County: Kerry Site name: TRALEE: Rock Street
Sites and Monuments Record No.: N/A Licence number: 02E0818
Author: Laurence Dunne, Eachtra Archaeological Projects
Site type: Tannery
Period/Dating: Modern (AD 1750-AD 2000)
ITM: E 483455m, N 614655m
Latitude, Longitude (decimal degrees): 52.271225, -9.707679
Monitoring and an architectural assessment report were undertaken in relation to renovations to the interior of a small terraced property at 23 Rock Street, within the zone of archaeological potential of Tralee (SMR 29:119). The concrete floor of the building was removed mechanically and revealed a red/brown, clayey, loose rubble, 0.2m deep, with frequent red brick and occasional wood fragments, which came down directly onto bedrock. The total depth of excavation was 0.3m. No stratigraphy or artefacts of an archaeological nature were discovered during this phase of the work.

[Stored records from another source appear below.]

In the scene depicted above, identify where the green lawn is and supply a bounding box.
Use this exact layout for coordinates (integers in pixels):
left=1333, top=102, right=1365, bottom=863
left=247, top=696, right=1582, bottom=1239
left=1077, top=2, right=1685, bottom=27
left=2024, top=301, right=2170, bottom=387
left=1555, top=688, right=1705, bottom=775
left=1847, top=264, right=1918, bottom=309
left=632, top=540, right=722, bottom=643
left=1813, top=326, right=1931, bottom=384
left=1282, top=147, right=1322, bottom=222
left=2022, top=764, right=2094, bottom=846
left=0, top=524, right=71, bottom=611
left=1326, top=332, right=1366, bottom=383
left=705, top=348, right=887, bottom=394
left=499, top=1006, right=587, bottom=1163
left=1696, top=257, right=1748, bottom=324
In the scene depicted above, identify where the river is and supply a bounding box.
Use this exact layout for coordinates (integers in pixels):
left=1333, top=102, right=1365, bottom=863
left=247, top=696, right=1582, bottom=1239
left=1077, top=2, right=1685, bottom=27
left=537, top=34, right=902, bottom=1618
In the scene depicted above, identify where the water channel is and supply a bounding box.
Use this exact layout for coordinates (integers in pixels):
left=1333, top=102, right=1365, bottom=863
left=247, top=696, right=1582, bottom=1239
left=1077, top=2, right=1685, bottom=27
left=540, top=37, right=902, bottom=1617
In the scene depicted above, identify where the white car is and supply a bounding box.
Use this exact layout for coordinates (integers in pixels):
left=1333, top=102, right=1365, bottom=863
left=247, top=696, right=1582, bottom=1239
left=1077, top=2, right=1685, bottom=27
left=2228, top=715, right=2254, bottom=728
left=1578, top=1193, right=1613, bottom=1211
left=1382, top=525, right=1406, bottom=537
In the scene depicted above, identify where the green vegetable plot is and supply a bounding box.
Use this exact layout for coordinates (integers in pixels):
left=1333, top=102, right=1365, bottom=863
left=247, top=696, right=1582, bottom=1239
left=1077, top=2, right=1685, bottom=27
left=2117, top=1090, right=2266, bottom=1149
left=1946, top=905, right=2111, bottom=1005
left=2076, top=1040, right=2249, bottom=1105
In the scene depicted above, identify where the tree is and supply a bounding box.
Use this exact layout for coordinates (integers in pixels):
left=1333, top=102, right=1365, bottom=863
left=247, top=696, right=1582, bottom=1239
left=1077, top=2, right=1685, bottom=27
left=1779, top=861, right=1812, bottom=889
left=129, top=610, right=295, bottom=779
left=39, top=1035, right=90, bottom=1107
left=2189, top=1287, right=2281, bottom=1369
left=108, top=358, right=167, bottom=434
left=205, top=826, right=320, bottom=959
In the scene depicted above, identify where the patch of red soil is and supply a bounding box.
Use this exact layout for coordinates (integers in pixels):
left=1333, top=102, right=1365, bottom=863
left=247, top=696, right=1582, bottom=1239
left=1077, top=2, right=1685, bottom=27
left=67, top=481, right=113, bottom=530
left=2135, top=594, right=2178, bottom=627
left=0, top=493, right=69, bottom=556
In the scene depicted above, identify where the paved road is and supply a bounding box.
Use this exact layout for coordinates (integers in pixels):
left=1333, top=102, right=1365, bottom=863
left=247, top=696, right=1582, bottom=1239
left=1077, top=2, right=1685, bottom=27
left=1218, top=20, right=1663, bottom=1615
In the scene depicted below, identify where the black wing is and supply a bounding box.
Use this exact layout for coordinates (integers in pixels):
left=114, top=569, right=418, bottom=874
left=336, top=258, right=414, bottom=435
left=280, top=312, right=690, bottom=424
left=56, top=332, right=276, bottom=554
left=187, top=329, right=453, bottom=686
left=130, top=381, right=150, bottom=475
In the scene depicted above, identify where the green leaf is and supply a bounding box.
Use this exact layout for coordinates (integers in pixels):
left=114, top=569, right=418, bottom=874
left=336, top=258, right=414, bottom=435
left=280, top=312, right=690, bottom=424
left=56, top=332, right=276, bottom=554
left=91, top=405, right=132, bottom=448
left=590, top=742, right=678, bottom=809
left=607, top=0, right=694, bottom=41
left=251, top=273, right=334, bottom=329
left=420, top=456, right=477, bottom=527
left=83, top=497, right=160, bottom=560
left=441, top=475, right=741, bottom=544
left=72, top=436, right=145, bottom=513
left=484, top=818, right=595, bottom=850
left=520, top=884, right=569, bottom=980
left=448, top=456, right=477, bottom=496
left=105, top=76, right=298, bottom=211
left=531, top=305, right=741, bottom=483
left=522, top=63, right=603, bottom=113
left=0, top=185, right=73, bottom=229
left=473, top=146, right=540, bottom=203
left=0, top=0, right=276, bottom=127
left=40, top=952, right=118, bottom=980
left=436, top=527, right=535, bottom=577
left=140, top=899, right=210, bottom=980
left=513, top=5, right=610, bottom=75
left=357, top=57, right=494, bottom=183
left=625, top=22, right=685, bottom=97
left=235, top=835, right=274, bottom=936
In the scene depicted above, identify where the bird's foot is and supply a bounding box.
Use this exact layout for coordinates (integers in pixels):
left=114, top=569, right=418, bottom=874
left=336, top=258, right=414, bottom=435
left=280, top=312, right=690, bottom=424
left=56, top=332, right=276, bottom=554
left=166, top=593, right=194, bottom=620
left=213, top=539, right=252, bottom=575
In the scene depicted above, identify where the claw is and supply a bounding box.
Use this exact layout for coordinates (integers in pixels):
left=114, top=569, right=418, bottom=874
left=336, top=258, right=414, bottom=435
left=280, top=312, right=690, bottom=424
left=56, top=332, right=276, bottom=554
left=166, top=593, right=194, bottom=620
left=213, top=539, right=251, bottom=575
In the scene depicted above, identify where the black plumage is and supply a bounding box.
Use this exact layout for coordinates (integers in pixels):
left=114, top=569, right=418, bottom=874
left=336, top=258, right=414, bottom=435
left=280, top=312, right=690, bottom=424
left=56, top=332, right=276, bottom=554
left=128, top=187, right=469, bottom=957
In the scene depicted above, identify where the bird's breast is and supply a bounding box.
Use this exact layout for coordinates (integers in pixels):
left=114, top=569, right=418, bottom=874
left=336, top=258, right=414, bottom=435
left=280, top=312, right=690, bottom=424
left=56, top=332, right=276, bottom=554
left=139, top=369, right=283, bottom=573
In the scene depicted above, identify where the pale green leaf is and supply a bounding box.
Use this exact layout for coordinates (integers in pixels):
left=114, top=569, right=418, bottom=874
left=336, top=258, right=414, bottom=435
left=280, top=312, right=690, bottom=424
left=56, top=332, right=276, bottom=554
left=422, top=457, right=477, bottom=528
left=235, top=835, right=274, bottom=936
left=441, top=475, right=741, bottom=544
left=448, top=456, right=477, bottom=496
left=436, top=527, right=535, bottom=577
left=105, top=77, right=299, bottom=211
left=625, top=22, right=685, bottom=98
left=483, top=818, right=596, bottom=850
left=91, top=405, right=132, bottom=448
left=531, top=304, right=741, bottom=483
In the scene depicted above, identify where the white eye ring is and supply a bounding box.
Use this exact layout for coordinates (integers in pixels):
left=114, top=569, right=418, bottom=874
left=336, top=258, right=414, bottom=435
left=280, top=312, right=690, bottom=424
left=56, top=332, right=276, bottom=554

The architectural assessment relates to a five-bay, two-storey, rectangular tannery building in a ruinous condition to the rear of 23 Rock Street. The earliest cartographic representation is found on the first-edition (1841) OS map. The 1850 Griffith’s Valuation map notes the building as being in ruins. A substantial rebuild or repair was undertaken in the latter part of the 19th century, and on the 1878 second-edition OS map the buildings to the rear of 22–24 Rock Street are marked as ‘tannery’. Modern mass-concrete tanks within the structure are related to the tanning process. A fair-faced non-local yellow stone was partially used around some of the opes; it appears to be from Dundry, near Bath, in England and is possibly the only known example of this building material in Tralee. The walls are composed of random, uncoursed, rubble limestone, with red-brick arches over many of the window and door openings. The building was recorded, and sections of it that were in danger of imminent collapse were reduced for health-and-safety reasons.